6. I do not want to stent the internal jugular veins except for bale out of complications or possibly stenoses persistently resistent to angioplasty
7. The evaluation of the Nutcracker syndrome is absolutely essential in patients with MS.
8. IVUS is very important for diagnosis and treatment planning, and assessment of angioplasty outcomes
9. Large high pressure balloons are essential
10. Primary progressive MS is different. While some patients do get improvements, many do not
11. I have seen every disability improved in at least one patient
12. most common improvements seem to be brainstem functions, such as cranial nerve function (diplopia, visual disturbance, dysarthria and dysphonia, swallowing difficulties) sympathetic nervous function (sweating, bladder difficulties, etc), temperature regulation, fatigue, balance. Other common improvements include relief from cognitive impairment, memory, fatigue, depression
13. severe ataxia rarely resolves, but may improve
14.
15. Improvements can take up to a year to be manifest. (One patient with hypothalamic dysfunction manifested in spermatogenisis took over one year to return to normal.)

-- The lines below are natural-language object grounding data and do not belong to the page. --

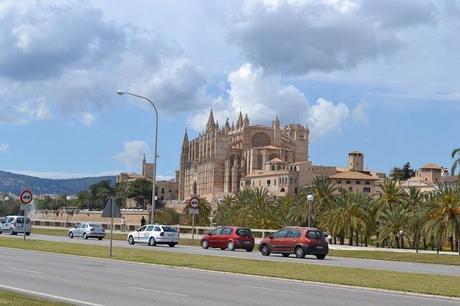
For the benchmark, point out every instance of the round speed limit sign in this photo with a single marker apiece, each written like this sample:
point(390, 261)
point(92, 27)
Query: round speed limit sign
point(194, 202)
point(26, 197)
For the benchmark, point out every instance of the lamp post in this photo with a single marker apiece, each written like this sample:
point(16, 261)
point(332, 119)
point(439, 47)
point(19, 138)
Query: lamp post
point(309, 200)
point(152, 213)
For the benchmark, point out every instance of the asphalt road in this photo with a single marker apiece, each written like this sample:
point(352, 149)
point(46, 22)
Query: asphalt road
point(90, 281)
point(330, 260)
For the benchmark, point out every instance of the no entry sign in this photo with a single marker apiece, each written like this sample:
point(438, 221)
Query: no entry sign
point(26, 197)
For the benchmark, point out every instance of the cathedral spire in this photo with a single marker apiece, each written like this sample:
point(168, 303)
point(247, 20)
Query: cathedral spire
point(210, 126)
point(240, 121)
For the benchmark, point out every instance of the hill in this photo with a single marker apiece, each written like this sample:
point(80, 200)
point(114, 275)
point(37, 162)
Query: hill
point(12, 182)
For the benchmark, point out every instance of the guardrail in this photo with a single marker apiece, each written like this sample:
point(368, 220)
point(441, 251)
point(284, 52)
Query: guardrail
point(183, 229)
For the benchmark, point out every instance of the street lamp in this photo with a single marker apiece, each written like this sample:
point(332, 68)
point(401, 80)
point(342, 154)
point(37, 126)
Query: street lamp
point(309, 200)
point(152, 213)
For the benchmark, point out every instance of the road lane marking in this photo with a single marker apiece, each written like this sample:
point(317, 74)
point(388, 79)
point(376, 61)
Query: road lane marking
point(271, 289)
point(49, 296)
point(160, 291)
point(25, 270)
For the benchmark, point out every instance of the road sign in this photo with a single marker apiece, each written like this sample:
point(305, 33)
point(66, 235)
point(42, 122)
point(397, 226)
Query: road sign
point(194, 202)
point(111, 211)
point(26, 197)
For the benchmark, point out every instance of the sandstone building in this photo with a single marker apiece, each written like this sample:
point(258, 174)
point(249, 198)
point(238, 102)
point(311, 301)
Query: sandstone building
point(214, 163)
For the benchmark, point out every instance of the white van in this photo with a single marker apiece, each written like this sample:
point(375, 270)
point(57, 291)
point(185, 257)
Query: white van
point(15, 224)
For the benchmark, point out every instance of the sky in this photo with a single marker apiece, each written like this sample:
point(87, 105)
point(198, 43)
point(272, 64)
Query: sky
point(380, 77)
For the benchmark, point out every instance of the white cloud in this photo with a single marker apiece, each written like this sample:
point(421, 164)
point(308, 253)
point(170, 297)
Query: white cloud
point(79, 72)
point(4, 147)
point(264, 97)
point(132, 154)
point(359, 113)
point(325, 116)
point(298, 37)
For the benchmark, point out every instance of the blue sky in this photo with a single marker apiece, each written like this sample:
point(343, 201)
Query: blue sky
point(379, 77)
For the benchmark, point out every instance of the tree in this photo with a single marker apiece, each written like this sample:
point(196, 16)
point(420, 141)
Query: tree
point(203, 217)
point(443, 222)
point(456, 163)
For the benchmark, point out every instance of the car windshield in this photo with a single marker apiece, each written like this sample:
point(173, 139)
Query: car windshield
point(243, 232)
point(169, 229)
point(315, 234)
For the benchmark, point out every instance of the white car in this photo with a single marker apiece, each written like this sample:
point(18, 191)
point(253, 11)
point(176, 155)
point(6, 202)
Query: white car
point(154, 234)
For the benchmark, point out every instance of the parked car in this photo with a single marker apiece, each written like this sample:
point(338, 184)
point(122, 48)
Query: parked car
point(87, 230)
point(300, 241)
point(230, 238)
point(15, 225)
point(154, 234)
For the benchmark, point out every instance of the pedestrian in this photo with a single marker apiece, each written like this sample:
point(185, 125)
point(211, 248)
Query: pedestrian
point(142, 221)
point(122, 224)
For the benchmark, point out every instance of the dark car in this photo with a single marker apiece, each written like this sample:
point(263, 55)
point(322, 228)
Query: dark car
point(230, 238)
point(300, 241)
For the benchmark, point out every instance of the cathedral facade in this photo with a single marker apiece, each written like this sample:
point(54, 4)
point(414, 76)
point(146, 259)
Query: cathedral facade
point(217, 161)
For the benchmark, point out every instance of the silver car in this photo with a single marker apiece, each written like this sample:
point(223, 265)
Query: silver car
point(87, 230)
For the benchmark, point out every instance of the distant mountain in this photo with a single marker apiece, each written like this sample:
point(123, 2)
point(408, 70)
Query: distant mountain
point(12, 182)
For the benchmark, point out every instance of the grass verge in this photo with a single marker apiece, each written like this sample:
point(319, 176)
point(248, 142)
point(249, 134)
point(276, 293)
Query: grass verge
point(380, 255)
point(400, 281)
point(11, 298)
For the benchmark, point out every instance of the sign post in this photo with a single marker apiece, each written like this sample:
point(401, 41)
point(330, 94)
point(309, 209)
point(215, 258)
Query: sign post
point(194, 211)
point(111, 210)
point(26, 198)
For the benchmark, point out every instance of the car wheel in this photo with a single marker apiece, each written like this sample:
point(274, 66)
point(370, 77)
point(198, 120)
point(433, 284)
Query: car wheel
point(230, 246)
point(265, 250)
point(131, 240)
point(299, 252)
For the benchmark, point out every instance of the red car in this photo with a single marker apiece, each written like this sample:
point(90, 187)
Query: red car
point(300, 241)
point(230, 238)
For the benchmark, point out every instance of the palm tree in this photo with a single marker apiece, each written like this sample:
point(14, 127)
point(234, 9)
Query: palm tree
point(443, 222)
point(456, 163)
point(347, 216)
point(393, 223)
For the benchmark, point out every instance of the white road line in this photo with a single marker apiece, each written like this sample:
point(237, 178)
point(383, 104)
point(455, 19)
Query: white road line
point(271, 289)
point(25, 270)
point(160, 291)
point(49, 296)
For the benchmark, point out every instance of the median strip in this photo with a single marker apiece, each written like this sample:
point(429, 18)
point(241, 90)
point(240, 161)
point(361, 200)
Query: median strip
point(390, 280)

16. A poor start on research, a fascination with replicating Zamboni's work on ultrasound, and a general, out of proportion, negativity to the concepts regarding the role of ccsvi as a cause of MS rather than as a method of symptom relief have distracted from good research partnerships.
For those who have trouble walking, it seemed that the patient either got complete relief or no improvement at all.
walking disability is complicated because spastic paralysis and paresis, imbalance, and fixed foot drop, together with a generally unfit physique impair ability to improve walking in many patients. Improvements in ambulation often take a very long time but do occur. Unfortunately dead neurons cannot be resurrected. However dysfunctional neurons can be made to work better in my belief.
And for those non-responders or patients who relapsed after treatment, is there a limit on how many times and how often one might have a CCSVI procedure?
first, patients who have return of disability:
1. early relapse of definite improvements suggests thrombosis or restenosis of treated veins. Venography should be repeated.
2. If this were an insured treatment, I would recommend follow-up venography in three months routinely regardless of .
3. If I suspected thrombosis, I would urgently perform ultrasound and if thrombosis was confirmed I would rush to venography and restore flow asap
4. No restenosis or thrombosis is found on followup venography and the initial examination performed was detailed, included IVUS, and imaged the dural sinuses, both jugular veins and brachiocephalic veins, the azygos vein, the left renal vein, the left iliac vein, I would suspect a placebo effect that dissipated.
Similarly for 'nonresponders:
1.if the exam was detailed, included IVUS and all relevant veins, I would think that neuonal death has trumped CCSVI flow deficits and that the treatment will not work.
2. if the exam was not a complete one, I would have no hesitation to repeat it as some patients with incomplete treatments can get better by doing the full deal. Witness Marcus' (Pukai's) improvements that really got better only after treatment of the nutcracker syndrome's contribution to spinal cord venous congestion.